Can you run any other MPI programs with Open MPI?

On Jan 22, 2008, at 4:06 PM, Backlund, Daniel wrote:

>
> Hello all, I am using OMPI 1.2.4 on a Linux cluster (Rocks 4.2).
> OMPI was configured to use the
> Pathscale Compiler Suite installed in the (NFS mounted on nodes) /
> home/PROGRAMS/pathscale. I am
> trying to compile and run the example1.f that comes with the ACML
> package from AMD, and I am
> unable to get it to run. All nodes have the same Opteron processors
> and 2GB ram per core. OMPI
> was configured as below.
>
> export CC=pathcc
> export CXX=pathCC
> export FC=pathf90
> export F77=pathf90
>
> ./configure --prefix=/opt/openmpi/1.2.4 --enable-static --without-
> threads --without-memory-manager \
> --without-libnuma --disable-mpi-threads
>
> The configuration was successful, the install was successful, I can
> even run a sample mpihello.f90
> program. I would eventually like to link the ACML SCALAPACK and
> BLACS libraries to our code, but I
> need some help. The ACML version is 3.1.0 for pathscale64. I go into
> the scalapack_examples directory,
> modify GNUmakefile to the correct values, and compile successfully.
> I have made openmpi into an rpm and
> pushed it to the nodes, modified LD_LIBRARY_PATH and PATH, and made
> sure I can see it on all nodes.
> When I try to run the example1.exe which is generated, using /opt/
> openmpi/1.2.4/bin/mpirun -np 6 example1.exe
> I get the following output:
>
> <<<< example1.res >>>>
>
> [XXXXXXX:31295] *** Process received signal ***
> [XXXXXXX:31295] Signal: Segmentation fault (11)
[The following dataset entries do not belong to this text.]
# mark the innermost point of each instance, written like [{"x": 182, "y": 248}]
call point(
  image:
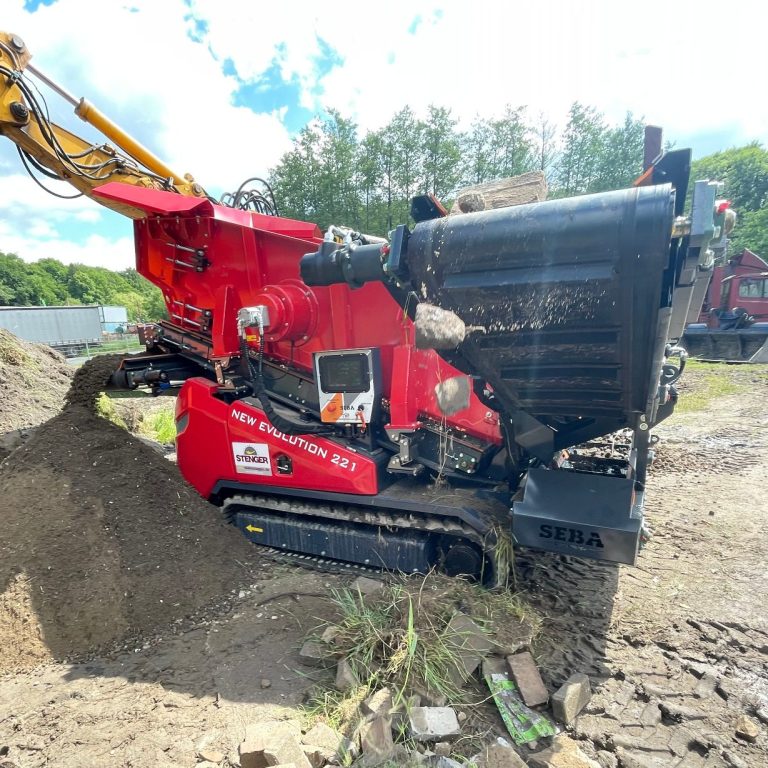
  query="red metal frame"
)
[{"x": 209, "y": 261}]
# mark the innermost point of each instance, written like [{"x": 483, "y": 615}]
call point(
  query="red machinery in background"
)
[{"x": 733, "y": 323}]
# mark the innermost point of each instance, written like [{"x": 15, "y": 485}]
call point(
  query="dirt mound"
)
[
  {"x": 33, "y": 381},
  {"x": 101, "y": 538}
]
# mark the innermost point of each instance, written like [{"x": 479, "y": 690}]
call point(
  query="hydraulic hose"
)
[{"x": 286, "y": 426}]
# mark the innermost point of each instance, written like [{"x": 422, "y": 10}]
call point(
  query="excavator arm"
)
[{"x": 55, "y": 152}]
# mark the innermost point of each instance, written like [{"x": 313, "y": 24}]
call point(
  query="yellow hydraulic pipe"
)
[
  {"x": 90, "y": 114},
  {"x": 93, "y": 116}
]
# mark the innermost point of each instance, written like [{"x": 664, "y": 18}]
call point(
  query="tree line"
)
[
  {"x": 744, "y": 173},
  {"x": 332, "y": 175},
  {"x": 48, "y": 282}
]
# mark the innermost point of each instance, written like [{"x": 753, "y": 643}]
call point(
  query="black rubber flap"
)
[{"x": 565, "y": 296}]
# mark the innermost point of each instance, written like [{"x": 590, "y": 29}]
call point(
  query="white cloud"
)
[
  {"x": 94, "y": 250},
  {"x": 675, "y": 64},
  {"x": 137, "y": 60}
]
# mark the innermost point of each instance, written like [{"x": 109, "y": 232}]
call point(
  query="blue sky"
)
[{"x": 218, "y": 89}]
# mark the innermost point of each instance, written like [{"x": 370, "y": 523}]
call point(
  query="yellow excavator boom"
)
[{"x": 55, "y": 151}]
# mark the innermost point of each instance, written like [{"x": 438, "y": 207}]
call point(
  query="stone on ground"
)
[
  {"x": 497, "y": 756},
  {"x": 286, "y": 749},
  {"x": 564, "y": 753},
  {"x": 315, "y": 654},
  {"x": 366, "y": 586},
  {"x": 252, "y": 754},
  {"x": 526, "y": 674},
  {"x": 211, "y": 755},
  {"x": 376, "y": 742},
  {"x": 747, "y": 729},
  {"x": 330, "y": 633},
  {"x": 433, "y": 723},
  {"x": 379, "y": 704},
  {"x": 469, "y": 644},
  {"x": 331, "y": 742},
  {"x": 572, "y": 696},
  {"x": 346, "y": 679}
]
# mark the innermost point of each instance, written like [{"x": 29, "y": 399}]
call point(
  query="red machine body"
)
[
  {"x": 742, "y": 282},
  {"x": 213, "y": 437},
  {"x": 209, "y": 261}
]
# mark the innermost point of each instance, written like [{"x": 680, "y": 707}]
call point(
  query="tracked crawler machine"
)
[{"x": 425, "y": 400}]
> [XXXXXXX:31295] Signal code: Address not mapped (1)
> [XXXXXXX:31295] Failing at address: 0x44000070
> [XXXXXXX:31295] *** End of error message ***
> [XXXXXXX:31298] *** Process received signal ***
> [XXXXXXX:31298] Signal: Segmentation fault (11)
> [XXXXXXX:31298] Signal code: Address not mapped (1)
> [XXXXXXX:31298] Failing at address: 0x44000070
> [XXXXXXX:31298] *** End of error message ***
> [XXXXXXX:31299] *** Process received signal ***
> [XXXXXXX:31299] Signal: Segmentation fault (11)
> [XXXXXXX:31299] Signal code: Address not mapped (1)
> [XXXXXXX:31299] Failing at address: 0x44000070
> [XXXXXXX:31299] *** End of error message ***
> [XXXXXXX:31300] *** Process received signal ***
> [XXXXXXX:31300] Signal: Segmentation fault (11)
> [XXXXXXX:31300] Signal code: Address not mapped (1)
> [XXXXXXX:31300] Failing at address: 0x44000070
> [XXXXXXX:31300] *** End of error message ***
> [XXXXXXX:31296] *** Process received signal ***
> [XXXXXXX:31296] Signal: Segmentation fault (11)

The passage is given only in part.